I continued to stock my product for the next thirty minutes, and then, broke for lunch.

One hour later, I returned to my department and finished the rest of the stocking. My "help" had only put up the items that were in the electronics department and ignored the items from the Connection center.

Just as I finished the last of the product, the Zone manager returned to inquire why I hadn't started the stationary department yet. She stated she didn't know I had gone to lunch, and then, I made the mistake of kidding her. I said, "Everybody goes to lunch here."

This angered her. On reflection, I suppose she was under no small amount of stress. Apparently, someone higher up had levied a deadline on the lower management. Anyway, she summoned me to the office and shut the door behind us. Sitting there in the office was my assistant manager. The same one who once told me I should refuse to help customers if by helping them, it would make me go overtime, and who told the chain smoking girl she wasn't supposed to finish a transaction for me so I could leave on time.

Both managers began to upbraid me about my attitude, and it was at this time that my assistant manager pointed out that other associates had complained I don't help them in electronics. This is a blatant lie.

Well, since he had breached the subject, I took the opportunity to inform him that I knew my so-called co-workers complained that I don't help them, and that they are lying. I then told him they never help me, but instead complain constantly that I don't help them. I told him they are hypocritical, complaining about me when they never lift a finger to help me. I also explained to him that I work in the electronics department probably more than twice as much as I work in my own department. I suggested he sit down and watch the security tapes to see for himself whether I help out in electronics, and if my hypocritical co-workers help me. I said he could pick any time during the day at random, and watch the tapes and see for himself. "Don't take my word for it", I said, "See for yourself".

He actually seemed surprised.

Then, he assured me he would talk to them, to which I replied, "No, don't. I don't want their help. I would rather do it all myself. That way I know it's done right". And then, I added, "Have I ever complained that they don't help me?"

He agreed that I hadn't.

I continued, "That's because I don't care if they do anything or not. I only worry about what I do. I mind my own business, and if they want to work or if they don't, it means nothing to me. Every job in this store pays the same. It doesn't matter what I do, it all pays the same. That's why I never complain about being asked to do work that isn't in my department. Can you say that about my co-workers?"

Of course, he couldn't. The smelly old lecher guy never gets asked to work in other departments specifically because he has such a bad attitude. Management has long since quit asking.
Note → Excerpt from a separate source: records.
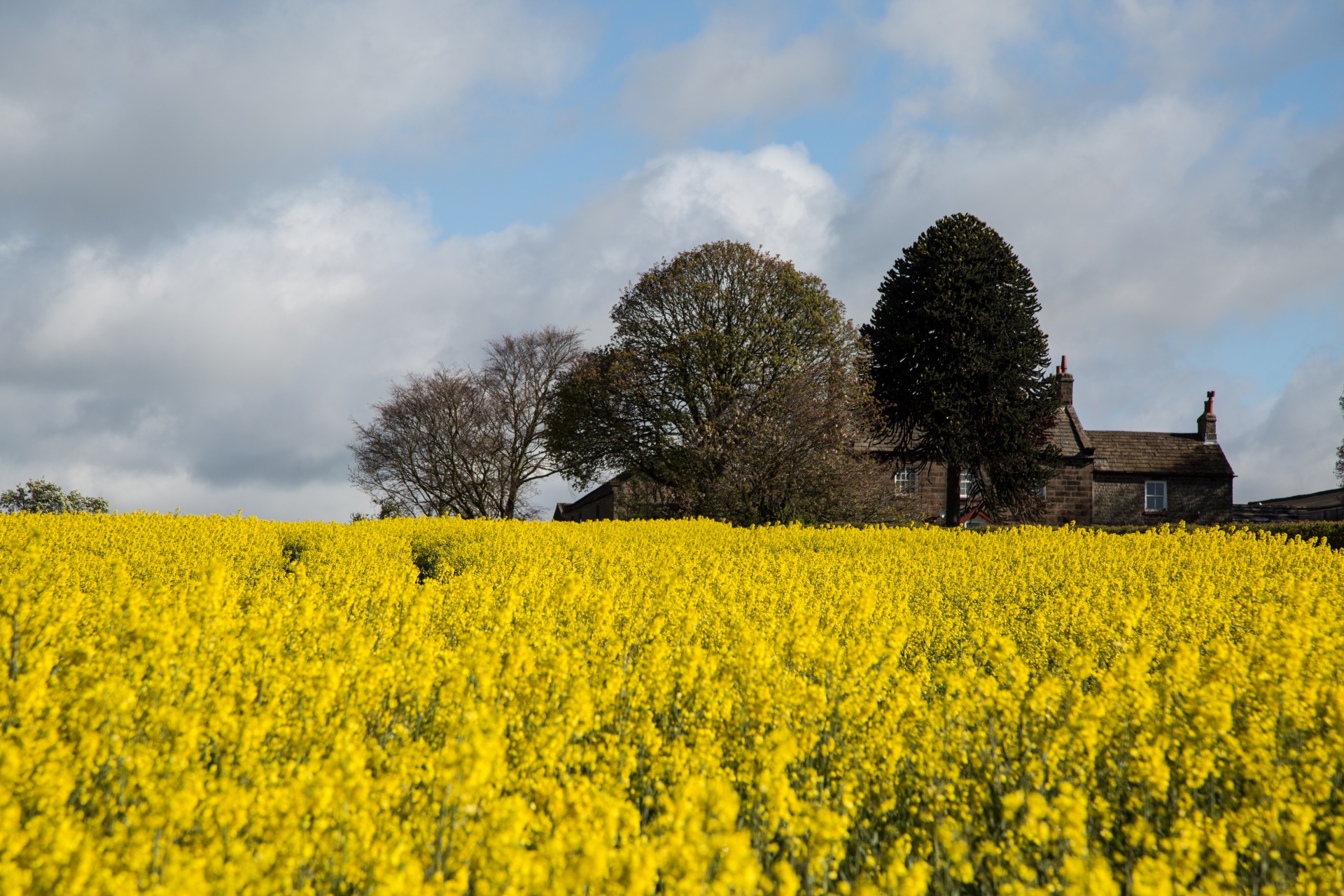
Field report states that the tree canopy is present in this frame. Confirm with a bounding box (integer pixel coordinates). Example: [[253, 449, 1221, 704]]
[[546, 241, 891, 524], [0, 479, 108, 513], [863, 214, 1059, 525], [1335, 384, 1344, 488], [349, 326, 580, 519]]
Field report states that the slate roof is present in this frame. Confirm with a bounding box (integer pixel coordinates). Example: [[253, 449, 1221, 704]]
[[1051, 405, 1093, 456], [1087, 430, 1234, 477]]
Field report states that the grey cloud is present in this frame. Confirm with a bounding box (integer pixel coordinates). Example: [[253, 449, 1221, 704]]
[[0, 0, 582, 230], [0, 146, 843, 517], [1219, 355, 1344, 501]]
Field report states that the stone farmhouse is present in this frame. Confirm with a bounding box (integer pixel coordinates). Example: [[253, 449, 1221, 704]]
[[554, 358, 1235, 526], [895, 358, 1235, 526]]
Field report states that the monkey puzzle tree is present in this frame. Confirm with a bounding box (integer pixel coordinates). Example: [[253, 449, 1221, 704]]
[[863, 214, 1059, 525]]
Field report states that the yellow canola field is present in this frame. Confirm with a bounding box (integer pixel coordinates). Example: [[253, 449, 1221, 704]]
[[0, 514, 1344, 895]]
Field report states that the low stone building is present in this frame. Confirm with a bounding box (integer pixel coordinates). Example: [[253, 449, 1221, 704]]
[[551, 473, 630, 523], [1233, 489, 1344, 523], [895, 360, 1235, 525]]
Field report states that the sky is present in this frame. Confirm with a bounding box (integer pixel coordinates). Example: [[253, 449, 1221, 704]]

My assistant manager knows this, and so does every manager in the store.

I made my point.

But he didn't abide by my request not to talk to my co-workers. Later, as I walked through electronics on my way to my last break, I spied my smelly co-worker trying to ascertain where the cell phone cases were supposed to be stocked. That's my department, and it's probably the first time he ever even attempted to do any work related to the Wireless department.

At last, I am vindicated, and my Benedict Arnold co-workers have been busted.

We'll see how it goes in the future.